The large model parameters and complex computations was also a serious problem. Liang et al.[
21] discussed that lightweight design based on repetitive feature maps mainly concentrated on lightweighting the cheap operations. However, these methods often neglected generalization capabilities of network and huge computational demands in convolutional layers. To address this, the authors implemented a group convolution technique aimed at decreasing the computational intensityof floating-point operations. MobileNetV2 was adopted as the backbone due to its suitability for mobile and embedded device. The key role of MobileNetV2 contributed to the design of inverted residual block, which was integrated into depthwise separable convolutions and linear bottleneck layers. These innovations enabled the model to effectively decrease parameters without decreasing accuracy of segmentation detection. As a result, MobileNetV2 provided more practical values for mobile devices in agriculture.

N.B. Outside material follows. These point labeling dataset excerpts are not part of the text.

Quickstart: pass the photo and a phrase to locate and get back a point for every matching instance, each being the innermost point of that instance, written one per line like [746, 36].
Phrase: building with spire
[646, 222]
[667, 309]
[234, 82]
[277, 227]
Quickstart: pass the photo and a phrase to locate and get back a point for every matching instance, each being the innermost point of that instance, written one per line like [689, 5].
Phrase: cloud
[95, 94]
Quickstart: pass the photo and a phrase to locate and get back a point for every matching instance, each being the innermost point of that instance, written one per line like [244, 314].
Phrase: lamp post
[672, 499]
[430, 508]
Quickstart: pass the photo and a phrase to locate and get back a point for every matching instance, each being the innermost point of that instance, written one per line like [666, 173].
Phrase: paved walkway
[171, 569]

The key contributions were encapsulated as follows:
1. We designed an experimental simulation method for insect pest and disease segmentation based on CDM-DeeplabV3+ network and employed a self-build dataset containing 1265 images that had five of diseases and insect pests of C. oleifera. All the data analysis in this research were concluded from this proprietary dataset.
2. A Residual Attention ASPP (CBAM-ASPP) was proposed, which extended dilated convolution amount to five and integrates CBAM modules to form a new Attention Convolution Unit. This unit significantly enhanced the extraction of key semantic information across varying scales. Additionally, the module removed the use of the average pooling layer and redirected attention towards edge and texture features, thereby reinforcing the performance of network to accurately segment edge features of leaf diseases.
3. A Dual-Attention Encoder Module (DAM- Encoder) was applied to improve feature extraction capabilities along both spatial and channel dimensions. Within the encoder, we integrated the CBAM-ASPP and DANet modules in a parallel configuration. It captured minutely detailed features from diverse perspectives, effectively addressing the problem of losing tiny features.
4. We changed the backbone to MobilenetV2. Unlike Xeception, MobilenetV2 introduced the inverted residual block, which substantially decreased the number of parameters maintaining the precision of segmentation detection. The experimental results show that CDM-DeeplabV3+ achieved an mIoU of 85.63%, which had an increase of 5.82% to original model, and model parameters reduction by almost 5 times compared to original model.